15 Aug 2022

Robert McGuinness killing: Was Robert McGuinness shot in revenge for IRA killing of soldier?

Barry Gritten

The night before Robert McGuinness was shot, June 21,1973 a British Army bomb-disposal officer was killed in an explosion in the Brandywell area of the city.

Captain Barry Gritten of the Royal Army Ordnance Corp who was attached to the 22 Light Air Defence Regiment, was inspecting an IRA explosives cache located in a derelict house in the area when it partially exploded.

The bomb-disposal expert died at the scene and three other soldiers were wounded, one seriously, in the incident. The 29-year-old deceased soldier came from Darlington and was married with two children.

Some of the witnesses to the shooting of Robert McGuinness believes that the soldiers were in the area the following night (June 22, 1973) looking to exact revenge for the killing of the British officer.

One witness said: "I could hear the other soldiers calling to one another and using very strong language. From the way they carried on in the lane I firmly believed they were a vengeance squad. They sounded drunk or drugged to me."

A soldier referred to as 'Soldier A' who in Robert McGuinness' inquest file admits firing the round which killed him, was also a member of the 22 Light Air Defence Regiment.

A Freedom of Information request lodged to the Ministry of Defence (MoD) in relation to the killing of Captain Gritten produced some partially redacted British Army intelligence files and also some held by the former Royal Ulster Constabulary-now the property of the PSNI.

Part of the material obtained by the Derry News states: “Even though the PSNI have completed a review of Captain Gritten’s murder, the case still remains open and if new evidence comes forward the PSNI will reinvestigate the murder.”
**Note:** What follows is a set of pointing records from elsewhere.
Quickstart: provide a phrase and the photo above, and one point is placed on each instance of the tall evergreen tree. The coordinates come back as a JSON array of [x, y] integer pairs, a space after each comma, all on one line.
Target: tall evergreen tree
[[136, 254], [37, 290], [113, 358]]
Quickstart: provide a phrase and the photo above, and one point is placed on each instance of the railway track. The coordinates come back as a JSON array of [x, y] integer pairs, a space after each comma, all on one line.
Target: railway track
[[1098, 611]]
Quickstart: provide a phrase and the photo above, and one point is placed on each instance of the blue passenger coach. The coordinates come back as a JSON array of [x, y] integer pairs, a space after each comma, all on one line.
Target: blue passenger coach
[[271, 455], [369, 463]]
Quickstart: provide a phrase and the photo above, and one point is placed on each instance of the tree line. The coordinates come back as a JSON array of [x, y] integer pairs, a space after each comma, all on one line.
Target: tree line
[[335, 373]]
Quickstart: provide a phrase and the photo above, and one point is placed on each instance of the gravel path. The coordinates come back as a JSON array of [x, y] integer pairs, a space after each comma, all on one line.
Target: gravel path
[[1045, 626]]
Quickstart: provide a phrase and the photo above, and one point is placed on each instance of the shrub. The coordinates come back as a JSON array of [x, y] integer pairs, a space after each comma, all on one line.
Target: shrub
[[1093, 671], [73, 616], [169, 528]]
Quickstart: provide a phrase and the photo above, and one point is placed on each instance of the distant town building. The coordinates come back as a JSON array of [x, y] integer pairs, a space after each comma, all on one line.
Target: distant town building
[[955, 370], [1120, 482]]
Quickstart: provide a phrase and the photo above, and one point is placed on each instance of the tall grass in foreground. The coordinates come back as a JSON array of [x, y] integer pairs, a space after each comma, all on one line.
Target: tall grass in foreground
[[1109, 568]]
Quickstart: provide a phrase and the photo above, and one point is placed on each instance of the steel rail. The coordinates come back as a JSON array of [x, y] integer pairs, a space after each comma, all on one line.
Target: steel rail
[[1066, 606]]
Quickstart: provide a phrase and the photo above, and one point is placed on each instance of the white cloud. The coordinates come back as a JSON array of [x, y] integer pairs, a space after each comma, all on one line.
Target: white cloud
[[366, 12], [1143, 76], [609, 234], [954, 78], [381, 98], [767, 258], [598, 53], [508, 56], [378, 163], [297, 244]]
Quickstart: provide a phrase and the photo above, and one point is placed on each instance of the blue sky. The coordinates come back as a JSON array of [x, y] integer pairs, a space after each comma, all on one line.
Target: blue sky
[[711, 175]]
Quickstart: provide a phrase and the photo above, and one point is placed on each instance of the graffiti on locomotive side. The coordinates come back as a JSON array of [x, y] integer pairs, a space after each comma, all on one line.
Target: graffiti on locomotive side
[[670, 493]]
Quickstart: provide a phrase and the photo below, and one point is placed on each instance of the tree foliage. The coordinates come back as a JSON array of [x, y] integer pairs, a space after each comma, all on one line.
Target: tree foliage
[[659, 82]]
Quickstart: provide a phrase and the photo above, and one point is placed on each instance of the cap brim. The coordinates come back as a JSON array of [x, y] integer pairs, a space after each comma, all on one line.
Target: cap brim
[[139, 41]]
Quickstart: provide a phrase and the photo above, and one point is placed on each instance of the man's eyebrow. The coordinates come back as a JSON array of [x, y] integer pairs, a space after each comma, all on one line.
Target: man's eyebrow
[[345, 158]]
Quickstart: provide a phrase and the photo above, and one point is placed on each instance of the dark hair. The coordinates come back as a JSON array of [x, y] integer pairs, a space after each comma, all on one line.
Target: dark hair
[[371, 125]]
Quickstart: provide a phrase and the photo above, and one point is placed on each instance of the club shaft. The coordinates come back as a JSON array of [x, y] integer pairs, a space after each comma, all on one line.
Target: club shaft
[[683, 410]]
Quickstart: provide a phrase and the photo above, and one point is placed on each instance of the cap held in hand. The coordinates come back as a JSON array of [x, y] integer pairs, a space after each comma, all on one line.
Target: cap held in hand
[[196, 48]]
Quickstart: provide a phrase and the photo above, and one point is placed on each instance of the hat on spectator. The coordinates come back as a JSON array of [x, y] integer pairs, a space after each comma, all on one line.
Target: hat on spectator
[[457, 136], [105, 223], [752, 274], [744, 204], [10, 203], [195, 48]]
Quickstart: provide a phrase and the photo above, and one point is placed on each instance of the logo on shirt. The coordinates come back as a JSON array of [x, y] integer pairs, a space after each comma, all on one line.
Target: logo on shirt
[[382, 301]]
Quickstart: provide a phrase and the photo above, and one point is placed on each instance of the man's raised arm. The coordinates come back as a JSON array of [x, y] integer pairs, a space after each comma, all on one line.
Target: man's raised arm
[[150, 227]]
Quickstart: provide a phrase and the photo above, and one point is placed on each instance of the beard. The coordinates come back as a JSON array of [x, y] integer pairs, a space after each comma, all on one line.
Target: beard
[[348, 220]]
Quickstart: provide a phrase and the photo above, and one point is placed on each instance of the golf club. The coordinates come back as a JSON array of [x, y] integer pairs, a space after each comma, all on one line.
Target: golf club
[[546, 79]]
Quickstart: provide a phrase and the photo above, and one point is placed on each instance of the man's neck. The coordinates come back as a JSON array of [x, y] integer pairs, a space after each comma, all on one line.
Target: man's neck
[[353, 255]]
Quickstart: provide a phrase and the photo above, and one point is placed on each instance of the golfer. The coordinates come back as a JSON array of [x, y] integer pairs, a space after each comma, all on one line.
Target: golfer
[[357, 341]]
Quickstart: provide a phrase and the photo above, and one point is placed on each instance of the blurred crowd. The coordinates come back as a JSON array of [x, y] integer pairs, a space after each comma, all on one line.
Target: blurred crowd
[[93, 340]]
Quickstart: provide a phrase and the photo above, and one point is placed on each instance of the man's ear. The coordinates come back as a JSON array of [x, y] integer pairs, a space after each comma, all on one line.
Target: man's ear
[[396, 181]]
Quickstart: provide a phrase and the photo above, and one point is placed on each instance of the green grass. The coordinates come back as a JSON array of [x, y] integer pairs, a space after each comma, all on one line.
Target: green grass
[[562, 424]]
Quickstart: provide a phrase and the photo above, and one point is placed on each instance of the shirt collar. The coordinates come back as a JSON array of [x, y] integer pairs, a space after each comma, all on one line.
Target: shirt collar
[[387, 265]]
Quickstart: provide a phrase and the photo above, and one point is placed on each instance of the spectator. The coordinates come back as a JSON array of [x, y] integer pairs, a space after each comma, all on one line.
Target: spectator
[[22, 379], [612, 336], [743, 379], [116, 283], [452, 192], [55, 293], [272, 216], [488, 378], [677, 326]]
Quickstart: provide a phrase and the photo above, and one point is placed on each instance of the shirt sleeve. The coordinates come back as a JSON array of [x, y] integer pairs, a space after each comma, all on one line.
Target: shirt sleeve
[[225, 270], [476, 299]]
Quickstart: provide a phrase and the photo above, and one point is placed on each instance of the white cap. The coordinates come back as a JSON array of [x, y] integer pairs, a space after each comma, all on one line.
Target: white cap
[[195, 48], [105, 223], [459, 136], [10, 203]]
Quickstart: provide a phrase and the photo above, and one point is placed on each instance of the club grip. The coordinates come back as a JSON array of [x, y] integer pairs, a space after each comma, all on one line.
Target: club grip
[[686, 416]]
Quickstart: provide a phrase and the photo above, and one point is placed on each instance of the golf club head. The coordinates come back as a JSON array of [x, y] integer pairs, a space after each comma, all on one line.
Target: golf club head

Also, British Army information on the explosion that killed Captain Gritten was recorded at both Northern Ireland wide and at a local level.

The British Daily Operations Brief for Northern Ireland 20-21 June 1973, recorded that: “In Londonderry, it was an eventful day. An ATO (Army Technical Officer) was killed and another soldier seriously injured when a Brandywell house was being investigated.”

At local level the 22 Light Air Defence Regiment which was tasked to operate in the city centre, Bogside and Brandywell areas. They recorded: “At 00:18 hours in Hamilton Street (derelict) an explosion occurred. There were two SF (security force) casualties. Captain BS Gritten (dead).”

It should however be noted that another British Army document records the scene of the explosion as being at a house in Quarry Street in the Brandywell.

Another soldier, whose name is blanked out received serious head injuries and the report then continues by stating: “Two other soldiers received minor injuries. Earlier a patrol had reported finding a bomb making kit in the house. ATO was tasked and was examining the house when the explosion occurred.”

A police intelligence file, carrying information from British military intelligence on the matter contains blanked out references to two IRA suspects that it was claimed “were handling the explosives on the night that Captain Gritten was killed.”

And, another police file contains the blanked out name of another republican suspect and states that a ‘device’ within the IRA explosives cache was rigged to kill. That report states: “(Name blanked out) was involved in the booby-trapped bomb which killed a member of the SF (security forces) and injured three others.”

A final RUC intelligence file states: “(Name blanked out) and others was responsible for the murder of Captain Gritten. They had been assembling bombs and left a booby-trap.”

CAPTION: British Army bomb-disposal expert Captain Barry Gritten was killed by a IRA booby trap the night before Robert McGuinness was shot.